In this experiment, Marek et al. (2001) constructed open-top chambers around 30-year-old mature oak (Quercus ilex) trees growing in perennial evergreen stands in central Italy, through which they forced continual flows of air having CO2 concentrations of either 350 or 700 ppm for five full years.  As expected, the aerial fertilization effect of the extra CO2 increased the photosynthetic rates of sun-exposed and shaded leaves on the CO2-enriched trees by 68 and 59%, respectively.  In addition, the authors discovered that the light compensation point, i.e., the light level at which net photosynthesis changes from negative to positive as light intensity increases in the morning, or at which it changes from positive to negative as it decreases towards evening, was reduced by 24 and 30% in sun-exposed and shaded leaves, respectively, in the CO2-enriched trees.

What are the implications of these observations?  First of all, they demonstrate that the aerial fertilization effect of atmospheric CO2 enrichment operates on mature trees as well as on seedlings.  Second, because elevated CO2 significantly reduces the light level at which the trees can successfully remove CO2 from the atmosphere, the trees can begin sequestering carbon earlier after sunrise each morning, and they can continue doing so closer towards sunset each evening.  Hence, not only do the CO2-enriched trees possess greater power to remove CO2 from the air at any given time, they exercise that power for a longer period of time each day, greatly enhancing their carbon sequestering capacities.

The notion that the planting of trees is not a viable mechanism for the long-term sequestering of carbon is ludicrous.  Trees clearly possess a number of mechanisms - of which we here discuss but two - that allow them to sequester great quantities of carbon and significantly offset anthropogenic CO2 emissions.  Planting them for this purpose is a reasonable and prudent action that could be used successfully to measurably reduce the rate of rise of the air's CO2 concentration.

Dr.

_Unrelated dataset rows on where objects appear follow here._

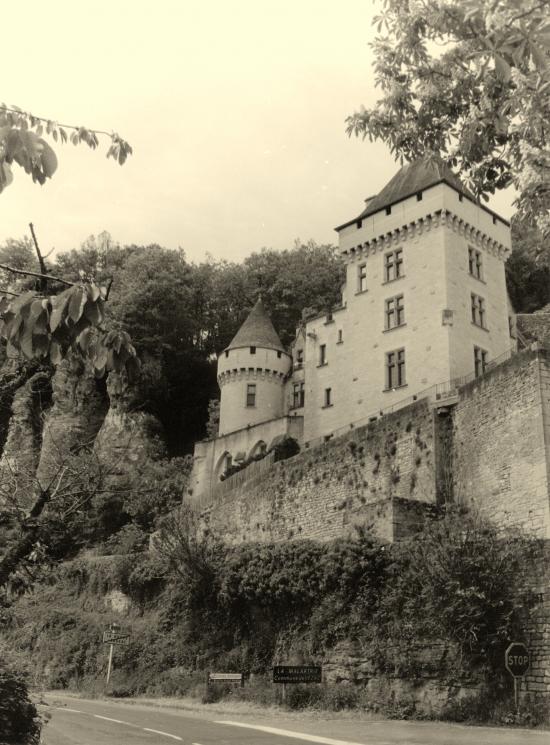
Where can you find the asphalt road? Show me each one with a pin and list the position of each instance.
(83, 722)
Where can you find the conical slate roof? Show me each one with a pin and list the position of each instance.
(410, 179)
(257, 331)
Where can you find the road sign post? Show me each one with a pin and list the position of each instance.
(516, 661)
(111, 637)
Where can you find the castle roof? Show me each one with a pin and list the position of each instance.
(257, 331)
(409, 180)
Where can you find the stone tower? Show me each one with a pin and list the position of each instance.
(251, 374)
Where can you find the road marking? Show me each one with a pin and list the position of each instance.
(116, 721)
(166, 734)
(289, 733)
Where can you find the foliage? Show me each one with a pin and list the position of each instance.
(19, 722)
(21, 142)
(458, 583)
(469, 80)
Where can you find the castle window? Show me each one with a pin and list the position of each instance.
(478, 311)
(393, 265)
(298, 396)
(480, 361)
(395, 369)
(251, 394)
(475, 263)
(395, 312)
(361, 278)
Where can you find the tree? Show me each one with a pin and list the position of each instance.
(482, 103)
(21, 142)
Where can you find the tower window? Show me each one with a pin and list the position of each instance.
(395, 369)
(251, 394)
(478, 311)
(393, 265)
(480, 361)
(395, 312)
(475, 263)
(361, 278)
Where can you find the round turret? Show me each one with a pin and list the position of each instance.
(251, 374)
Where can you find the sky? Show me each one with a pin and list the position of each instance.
(235, 111)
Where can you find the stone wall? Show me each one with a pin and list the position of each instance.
(500, 449)
(380, 475)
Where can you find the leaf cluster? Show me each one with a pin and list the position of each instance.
(469, 80)
(21, 142)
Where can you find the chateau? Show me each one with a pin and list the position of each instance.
(424, 303)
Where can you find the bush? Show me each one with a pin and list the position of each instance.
(19, 721)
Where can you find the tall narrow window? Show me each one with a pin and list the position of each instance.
(480, 361)
(298, 396)
(361, 278)
(395, 369)
(478, 311)
(394, 312)
(251, 394)
(393, 265)
(475, 265)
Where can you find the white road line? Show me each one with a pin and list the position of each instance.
(159, 732)
(116, 721)
(289, 733)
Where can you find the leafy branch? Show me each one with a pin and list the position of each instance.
(21, 142)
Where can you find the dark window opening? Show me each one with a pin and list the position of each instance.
(480, 361)
(395, 369)
(251, 394)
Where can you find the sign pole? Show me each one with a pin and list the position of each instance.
(111, 647)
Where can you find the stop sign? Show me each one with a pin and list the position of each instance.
(516, 659)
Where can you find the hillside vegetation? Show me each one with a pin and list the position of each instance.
(116, 457)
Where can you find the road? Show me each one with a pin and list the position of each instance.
(77, 721)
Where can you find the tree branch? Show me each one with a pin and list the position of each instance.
(26, 273)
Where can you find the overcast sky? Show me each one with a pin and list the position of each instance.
(235, 111)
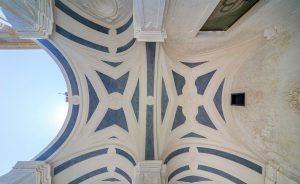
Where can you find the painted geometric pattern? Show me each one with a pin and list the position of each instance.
(139, 108)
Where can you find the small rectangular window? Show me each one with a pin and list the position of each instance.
(226, 14)
(238, 99)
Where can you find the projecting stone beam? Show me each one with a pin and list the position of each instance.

Craig D. Idso Dr. Keith E. Idso

Chambers, J.Q., Higuchi, N. and Schimel, J.P.  1998.  Ancient trees in Amazonia.  Nature 391: 135-136.

Idso, S.B.  1999.  The long-term response of trees to atmospheric CO2 enrichment.  Global Change Biology 5: 493-495.

Marek, M.V., Sprtova, M., De Angelis, P. and Scarascia-Mugnozza, G.  2001.  Spatial distribution of photosynthetic response to long-term influence of elevated CO2 in a Mediterranean macchia mini-ecosystem.  Plant Science 160: 1125-1136.

Saxe, H., Ellsworth, D.S. and Heath, J.  1998.  Tree and forest functioning in an enriched CO2 atmosphere.  New Phytologist 139: 395-436.